Ediciones Paulinas 2016 (Se trata de 96 himnos para las celebraciones preferentemente
litúrgicas). “la Madre de mi Señor” (de mi Kyrios) es la expresión que pone
Lucas en labios de Isabel en el momento de la Visitación.
Obviamente, ese poema y festivo,
cariñoso e ingenuo de “Plegaria ingenua a la Morenita” no es un himno para la
liturgia; es como un poemita de sobremesa para compartir estas fiestas
decembrinas.
Pasó la fiesta, y regreso a la liturgia
del día, con esa sencilla reflexión.
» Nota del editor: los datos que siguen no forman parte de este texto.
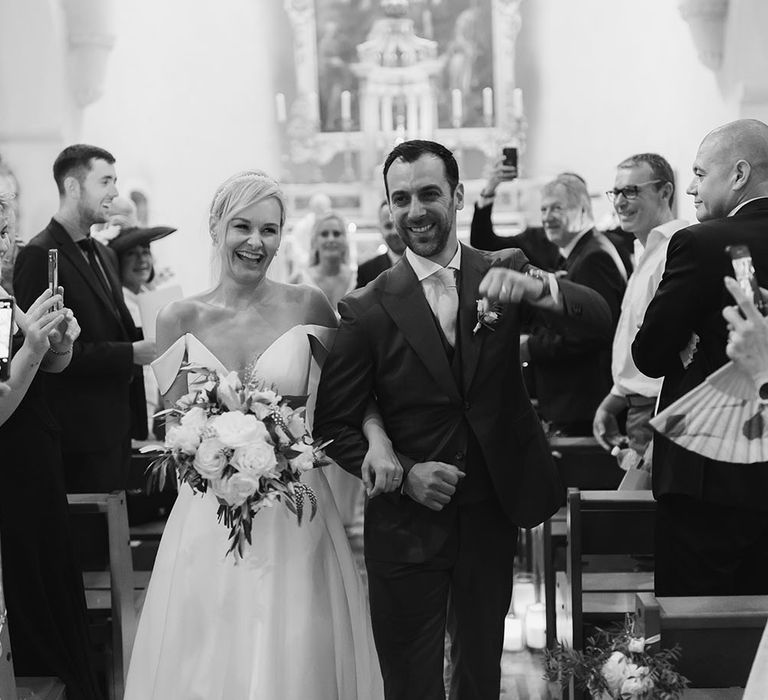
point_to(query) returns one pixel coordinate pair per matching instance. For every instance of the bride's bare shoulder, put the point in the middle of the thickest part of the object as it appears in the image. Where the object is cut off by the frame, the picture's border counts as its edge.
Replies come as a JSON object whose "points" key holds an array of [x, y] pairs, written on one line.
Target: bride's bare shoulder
{"points": [[309, 303], [183, 314]]}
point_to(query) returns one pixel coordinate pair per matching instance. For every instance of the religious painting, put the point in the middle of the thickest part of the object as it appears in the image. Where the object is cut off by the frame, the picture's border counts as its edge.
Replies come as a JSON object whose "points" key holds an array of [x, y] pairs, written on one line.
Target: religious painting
{"points": [[462, 30]]}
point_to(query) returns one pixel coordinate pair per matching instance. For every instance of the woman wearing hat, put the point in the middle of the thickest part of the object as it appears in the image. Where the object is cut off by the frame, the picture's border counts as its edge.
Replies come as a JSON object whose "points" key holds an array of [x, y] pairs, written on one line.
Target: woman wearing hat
{"points": [[136, 268]]}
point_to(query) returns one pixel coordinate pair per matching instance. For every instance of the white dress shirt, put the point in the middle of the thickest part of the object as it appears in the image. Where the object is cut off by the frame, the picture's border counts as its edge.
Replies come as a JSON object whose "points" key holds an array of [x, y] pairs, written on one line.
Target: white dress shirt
{"points": [[432, 286], [641, 288]]}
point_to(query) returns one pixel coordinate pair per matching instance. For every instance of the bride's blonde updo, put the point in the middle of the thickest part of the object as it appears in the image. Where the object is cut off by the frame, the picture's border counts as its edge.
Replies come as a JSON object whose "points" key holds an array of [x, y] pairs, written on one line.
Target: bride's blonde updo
{"points": [[239, 192]]}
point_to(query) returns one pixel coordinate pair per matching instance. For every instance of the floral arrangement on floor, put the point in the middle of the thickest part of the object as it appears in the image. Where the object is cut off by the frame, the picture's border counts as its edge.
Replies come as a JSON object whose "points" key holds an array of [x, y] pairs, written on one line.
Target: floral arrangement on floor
{"points": [[618, 665], [244, 442]]}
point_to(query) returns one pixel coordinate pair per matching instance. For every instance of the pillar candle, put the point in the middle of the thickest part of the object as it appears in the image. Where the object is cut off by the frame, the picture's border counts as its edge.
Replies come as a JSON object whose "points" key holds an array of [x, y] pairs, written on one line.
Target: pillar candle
{"points": [[280, 108], [346, 105], [456, 106], [488, 103], [517, 103]]}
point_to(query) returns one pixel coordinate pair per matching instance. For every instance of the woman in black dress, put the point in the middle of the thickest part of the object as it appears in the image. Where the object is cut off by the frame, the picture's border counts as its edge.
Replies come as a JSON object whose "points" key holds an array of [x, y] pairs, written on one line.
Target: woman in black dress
{"points": [[42, 582]]}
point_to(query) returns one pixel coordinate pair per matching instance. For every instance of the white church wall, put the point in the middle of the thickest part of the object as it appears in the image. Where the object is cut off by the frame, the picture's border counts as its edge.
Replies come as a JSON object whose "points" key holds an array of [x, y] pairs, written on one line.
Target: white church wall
{"points": [[189, 101]]}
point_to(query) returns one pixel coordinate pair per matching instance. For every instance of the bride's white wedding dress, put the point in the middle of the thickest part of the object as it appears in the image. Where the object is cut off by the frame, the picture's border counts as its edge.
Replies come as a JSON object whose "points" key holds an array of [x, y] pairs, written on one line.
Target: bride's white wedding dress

El texto central de esta fiesta es el Evangelio
de la Visitación de María.
En el día de hoy regreso a los textos
bíblicos del día de ayer. ¡Cómo rezamos ayer el Oficio divino, apoyados en la
Virgen del Tepeyac?
Si nos hemos metido con seriedad en las
páginas de la Biblia, pedimos seriedad con los textos. Seriedad, mas sin
ignorar los rigores de la ciencia, pedimos que haya vuelvo y poesía, sabiendo
siempre por qué terreno nos andamos.
Una vez que se ha conseguido de los Evangelio
el núcleo esencial de los misterios marianos. Los autores espirituales y
místicos han querido saborear el misterio, aplicando a María textos que a ella
no se refieren, pero que pueden evocar la belleza de su misterio:
- Textos del Cantar de los cantares
- Textos de los libros sapienciales:
Eclesiástico (Ben Sirá) y Sabiduría
- Textos de los capítulos posteriores de
Isaías (Is 40-60) llenos de promesas y esperanza.
- Textos de los Salmos
- En fin, otros textos del Antiguo
Testamento (por ejemplo, Deuteronomio) que
nos sirven para marcar determinado perfil de María.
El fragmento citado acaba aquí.